Torque and Speed Considerations Of Stepper Motor
Posted: Dec 20, 2019
Stepper Motor or Servo Motor; Which Should it be?Each technology has its niche, and since the selection of either of these technologies for a given application affects its chance of success, it is important for the machine designer to select the best motor-drive system for the application, while considering the technical advantages and disadvantages of both. It is all about utilizing these technologies with balance to achieve the desired process performance for a given machine design while balancing cost versus the capability of the required mechanism.
Machine designers shouldn’t limit utilization of steppers or servos by a predetermined mindset or comfort level, but learn where each technology works best for controlling a specific mechanism and process to be performed.
The issue of whether to use a stepper or servo is dictated by the application in most cases. Steppers are typically sized for twice their continuous requirements for additional acceleration and/or deceleration torque capability or for a required peak torque.
In contrast, servo motors are generally sized for the specific application velocities and torques for maximum intermittent acceleration/deceleration, holding torque (nema23 stepper motor), and continuous RMS requirements over the complete motion profile.
In general, if an application requires high-throughput, high-speed, and high-bandwidth capability for disturbance correction, and/or high-rpm, with or without tight coordination between axes, servo motors are the best option. If point-to-point position performance and rpm requirements are modest, (as a function of the process loads and expected disturbances) steppers may be a better choice. Additionally, when the loads are within reason, a stepper’s ability to hold position (using holding torque with power and detent torque without power) can be an advantage.
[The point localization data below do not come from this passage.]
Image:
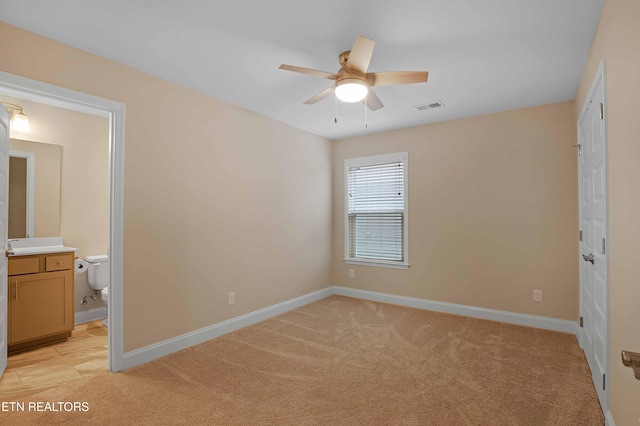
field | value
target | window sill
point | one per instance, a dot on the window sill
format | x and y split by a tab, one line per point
378	263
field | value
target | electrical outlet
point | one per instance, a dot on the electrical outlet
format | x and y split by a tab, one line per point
537	295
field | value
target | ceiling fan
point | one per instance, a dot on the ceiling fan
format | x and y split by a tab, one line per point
352	82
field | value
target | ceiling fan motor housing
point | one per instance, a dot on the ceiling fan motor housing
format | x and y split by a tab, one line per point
348	75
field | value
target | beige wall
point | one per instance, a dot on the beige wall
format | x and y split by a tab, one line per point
47	185
210	205
492	212
617	41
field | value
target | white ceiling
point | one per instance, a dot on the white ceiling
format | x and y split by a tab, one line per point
483	56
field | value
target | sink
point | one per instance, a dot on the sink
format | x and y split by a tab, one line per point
26	246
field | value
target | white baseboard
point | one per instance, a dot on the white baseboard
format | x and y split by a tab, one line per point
160	349
608	418
90	315
464	310
166	347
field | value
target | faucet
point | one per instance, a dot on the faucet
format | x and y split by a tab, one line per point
9	247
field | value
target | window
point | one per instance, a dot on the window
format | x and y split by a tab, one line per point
376	210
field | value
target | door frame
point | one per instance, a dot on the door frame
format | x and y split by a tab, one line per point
600	75
37	91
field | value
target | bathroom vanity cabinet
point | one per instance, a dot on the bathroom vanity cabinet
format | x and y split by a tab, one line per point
40	299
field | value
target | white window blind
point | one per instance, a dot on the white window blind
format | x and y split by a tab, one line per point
376	213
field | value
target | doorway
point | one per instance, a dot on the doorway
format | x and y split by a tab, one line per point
594	255
36	91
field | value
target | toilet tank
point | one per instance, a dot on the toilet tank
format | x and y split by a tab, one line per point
98	273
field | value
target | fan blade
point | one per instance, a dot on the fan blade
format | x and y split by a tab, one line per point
361	53
320	96
373	101
389	78
309	71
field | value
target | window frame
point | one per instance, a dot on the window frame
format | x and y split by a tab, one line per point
369	161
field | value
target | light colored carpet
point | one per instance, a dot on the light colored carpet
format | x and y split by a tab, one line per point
343	361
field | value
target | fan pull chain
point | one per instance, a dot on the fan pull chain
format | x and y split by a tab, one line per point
365	112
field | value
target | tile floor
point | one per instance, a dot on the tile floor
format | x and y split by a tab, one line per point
82	355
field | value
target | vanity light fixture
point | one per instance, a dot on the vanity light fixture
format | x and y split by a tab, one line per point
19	120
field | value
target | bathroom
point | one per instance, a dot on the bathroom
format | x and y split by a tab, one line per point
71	152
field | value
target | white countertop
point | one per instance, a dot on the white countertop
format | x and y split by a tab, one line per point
27	246
40	250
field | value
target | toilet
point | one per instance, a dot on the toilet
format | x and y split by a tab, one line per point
99	277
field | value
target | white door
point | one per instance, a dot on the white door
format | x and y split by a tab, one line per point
594	292
4	214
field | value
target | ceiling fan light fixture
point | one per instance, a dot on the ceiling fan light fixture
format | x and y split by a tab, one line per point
351	91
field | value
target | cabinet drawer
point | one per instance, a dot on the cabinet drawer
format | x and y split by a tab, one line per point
25	265
58	263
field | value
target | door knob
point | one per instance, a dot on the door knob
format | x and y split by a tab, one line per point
632	359
588	258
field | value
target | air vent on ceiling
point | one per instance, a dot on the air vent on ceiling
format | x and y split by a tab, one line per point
432	105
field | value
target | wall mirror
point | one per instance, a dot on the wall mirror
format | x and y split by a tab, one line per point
34	189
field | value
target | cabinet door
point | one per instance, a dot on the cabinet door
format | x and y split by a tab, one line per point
41	305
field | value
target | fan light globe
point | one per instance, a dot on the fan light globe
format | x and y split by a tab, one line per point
351	92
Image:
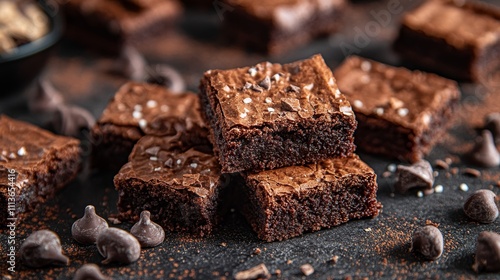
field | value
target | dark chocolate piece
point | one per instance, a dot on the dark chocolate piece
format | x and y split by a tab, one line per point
257	272
166	76
117	245
140	109
71	120
482	207
89	272
287	202
45	98
42	248
179	184
428	241
487	252
278	26
108	25
485	153
439	37
148	233
34	165
256	129
493	125
401	114
418	175
307	269
86	229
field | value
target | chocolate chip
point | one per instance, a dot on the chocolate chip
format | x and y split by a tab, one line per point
117	245
130	64
484	152
86	229
292	88
45	98
428	241
481	206
290	104
266	83
418	175
42	248
89	272
257	272
71	120
493	125
166	76
148	233
487	252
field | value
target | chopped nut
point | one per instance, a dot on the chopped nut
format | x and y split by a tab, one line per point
259	271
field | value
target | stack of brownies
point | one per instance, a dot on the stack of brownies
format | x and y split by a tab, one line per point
282	139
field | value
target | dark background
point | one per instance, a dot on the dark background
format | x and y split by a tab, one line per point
373	248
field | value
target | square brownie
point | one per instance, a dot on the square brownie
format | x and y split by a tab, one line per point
271	115
178	184
138	109
34	165
287	202
276	26
109	24
401	113
458	39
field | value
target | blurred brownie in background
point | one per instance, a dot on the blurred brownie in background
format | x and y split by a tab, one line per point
108	24
140	109
400	113
458	39
278	25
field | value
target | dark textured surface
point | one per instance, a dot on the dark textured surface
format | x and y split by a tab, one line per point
375	248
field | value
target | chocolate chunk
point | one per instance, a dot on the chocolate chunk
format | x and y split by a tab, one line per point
484	152
266	83
71	120
307	269
148	233
290	104
42	248
487	252
117	245
428	241
86	229
89	272
45	98
481	206
166	76
493	125
130	64
257	272
293	88
418	175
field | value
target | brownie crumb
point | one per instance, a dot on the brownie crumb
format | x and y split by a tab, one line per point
441	164
335	259
307	269
257	272
472	172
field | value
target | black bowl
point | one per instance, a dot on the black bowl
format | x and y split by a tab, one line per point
19	68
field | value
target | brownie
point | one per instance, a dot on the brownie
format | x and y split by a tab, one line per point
271	115
178	184
459	39
287	202
107	25
401	113
34	165
279	25
138	109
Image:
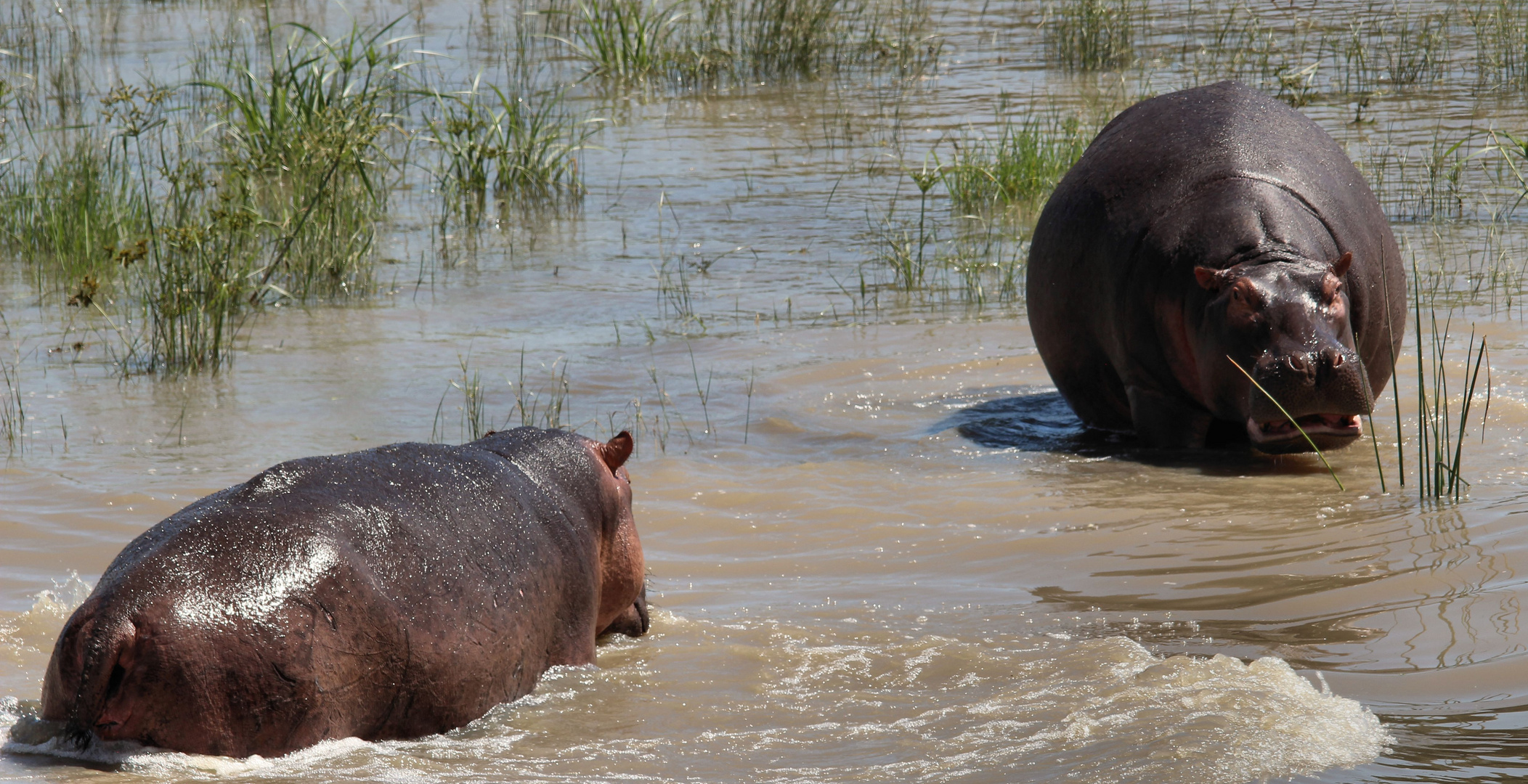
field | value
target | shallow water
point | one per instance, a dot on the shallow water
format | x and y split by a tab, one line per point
880	546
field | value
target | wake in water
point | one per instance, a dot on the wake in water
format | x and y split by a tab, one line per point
871	703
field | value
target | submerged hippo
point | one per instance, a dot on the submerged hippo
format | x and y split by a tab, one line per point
1205	228
387	593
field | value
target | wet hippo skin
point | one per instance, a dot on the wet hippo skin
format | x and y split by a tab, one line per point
1206	229
387	593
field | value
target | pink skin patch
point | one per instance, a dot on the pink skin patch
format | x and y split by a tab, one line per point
1283	430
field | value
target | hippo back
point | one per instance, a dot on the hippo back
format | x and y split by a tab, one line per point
1108	248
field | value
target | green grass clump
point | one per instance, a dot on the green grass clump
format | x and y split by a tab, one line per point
520	146
1018	167
69	211
1500	31
12	410
303	147
1092	34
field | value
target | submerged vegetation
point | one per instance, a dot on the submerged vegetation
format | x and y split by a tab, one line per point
280	163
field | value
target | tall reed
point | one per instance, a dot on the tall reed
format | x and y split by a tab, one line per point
303	128
12	409
1017	167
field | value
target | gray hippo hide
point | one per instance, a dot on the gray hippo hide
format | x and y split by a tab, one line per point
387	593
1206	229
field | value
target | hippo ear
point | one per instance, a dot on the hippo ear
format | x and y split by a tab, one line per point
616	452
1209	279
1341	266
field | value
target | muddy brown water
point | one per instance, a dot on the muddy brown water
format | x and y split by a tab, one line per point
880	547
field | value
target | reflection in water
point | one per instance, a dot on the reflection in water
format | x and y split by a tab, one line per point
882	546
1033	421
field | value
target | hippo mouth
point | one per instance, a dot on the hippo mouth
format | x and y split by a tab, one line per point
1280	436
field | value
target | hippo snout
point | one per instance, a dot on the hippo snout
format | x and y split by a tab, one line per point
635	621
1324	390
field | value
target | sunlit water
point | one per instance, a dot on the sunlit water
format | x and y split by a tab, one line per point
880	547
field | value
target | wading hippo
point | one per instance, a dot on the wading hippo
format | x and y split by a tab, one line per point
387	593
1205	228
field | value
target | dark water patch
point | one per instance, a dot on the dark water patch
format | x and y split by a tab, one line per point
1039	421
1032	421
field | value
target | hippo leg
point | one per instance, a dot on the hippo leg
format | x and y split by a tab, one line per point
1168	422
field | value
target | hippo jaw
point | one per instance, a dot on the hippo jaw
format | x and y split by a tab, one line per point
1281	436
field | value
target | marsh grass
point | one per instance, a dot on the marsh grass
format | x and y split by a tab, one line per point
625	38
521	147
1500	31
303	142
1440	438
12	409
967	258
700	41
69	210
1093	34
541	405
1018	166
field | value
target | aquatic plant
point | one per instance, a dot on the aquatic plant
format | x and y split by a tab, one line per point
524	144
625	38
70	210
301	136
1440	441
12	409
1018	166
1500	36
545	405
1092	34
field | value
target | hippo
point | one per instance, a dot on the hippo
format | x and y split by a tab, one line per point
387	593
1206	236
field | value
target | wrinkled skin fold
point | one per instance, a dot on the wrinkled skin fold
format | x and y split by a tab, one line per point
387	593
1208	231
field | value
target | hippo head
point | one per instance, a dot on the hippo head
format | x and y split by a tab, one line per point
622	595
1284	320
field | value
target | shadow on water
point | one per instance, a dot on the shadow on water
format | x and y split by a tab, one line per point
1036	419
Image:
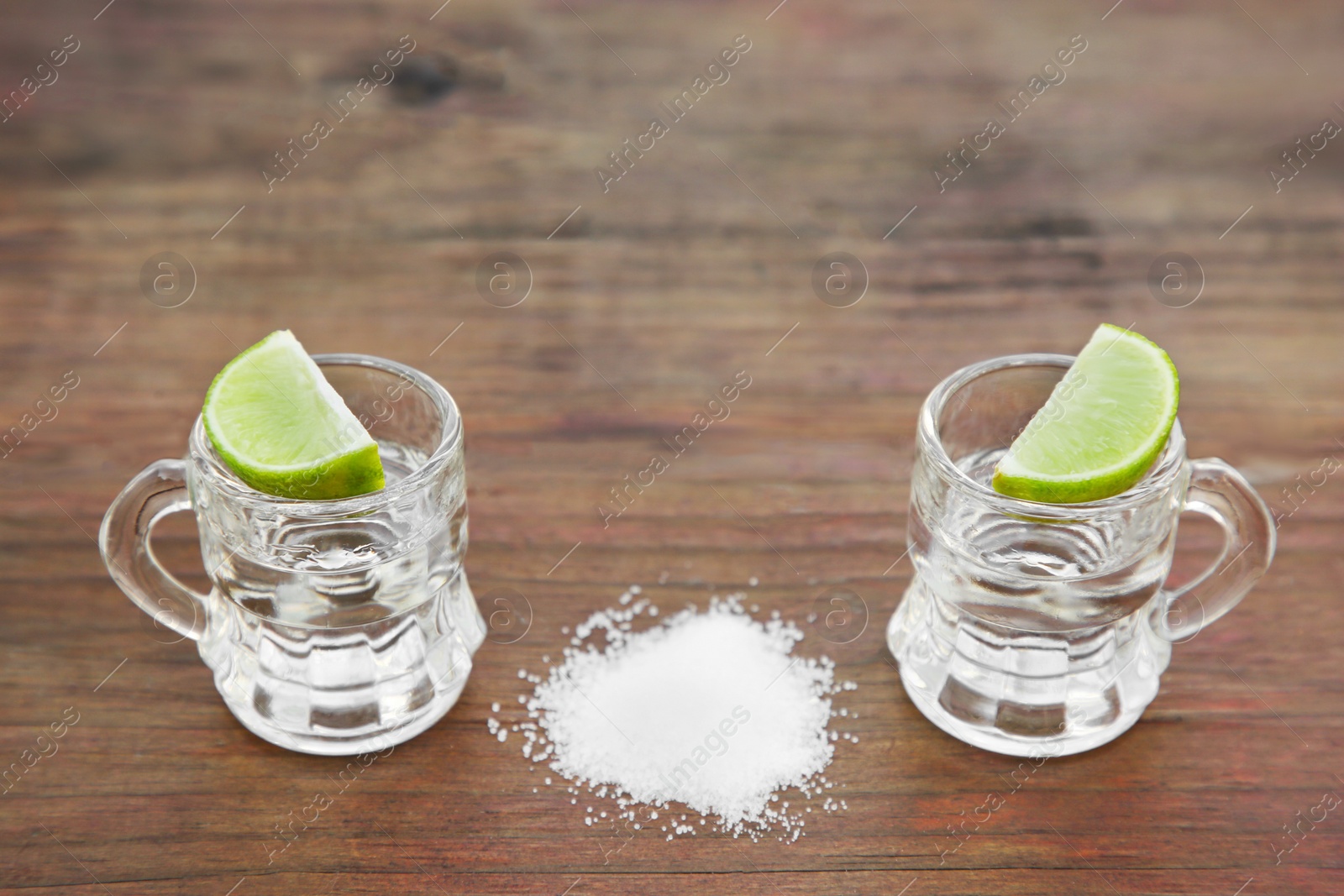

Speed-torque curves highlight the difference between stepper and AC permanent magnet (PM) servo motors of equal volume (Figure A). Steppers typically generate higher continuous torque at lower speeds than servo motors. However, servo motors produce intermittent peak torques in this same low-speed range and produce peak and continuous torques over a much wider-higher speed range.
Automated machine axes for adjustment and setup as well as video axes for inspection, are applications that stepper systems fulfill well. Steppers are especially ideal for these type axes because they tend to be easier to design into control systems and less expensive on initial setup. When an axis for a given setup can be locked into place they are less expensive to operate (e.g. optional ON/OFF reduced power mode). Additionally, when properly applied, steppers are less prone to failure because of their simplistic open-loop control, which only requires winding-to-drive match-up versus motor-drive-to-mechanism tuning required with feedback circuits of a closed loop stepper system.
Both technologies are a clear choice in today’s mechatronic machine designs. However, once the advantages and disadvantages of servo and stepper motor systems are clearly understood, especially relative to the process or work to be performed, the best selection for a given application becomes much clearer.
Assuming the desired process can be accomplished with either a stepper or servo motor solution, with the repeatability, accuracy and flexibility requirements, for present and future needs, the remaining considerations would likely be environment, life expectancy, operating noise, and/or energy utilization.
When specific requirements allow for either technology, one should utilize discernment and foresight, with the specific knowledge of the considered working process or job to be performed, possible future needs, and the designer’s machine experience.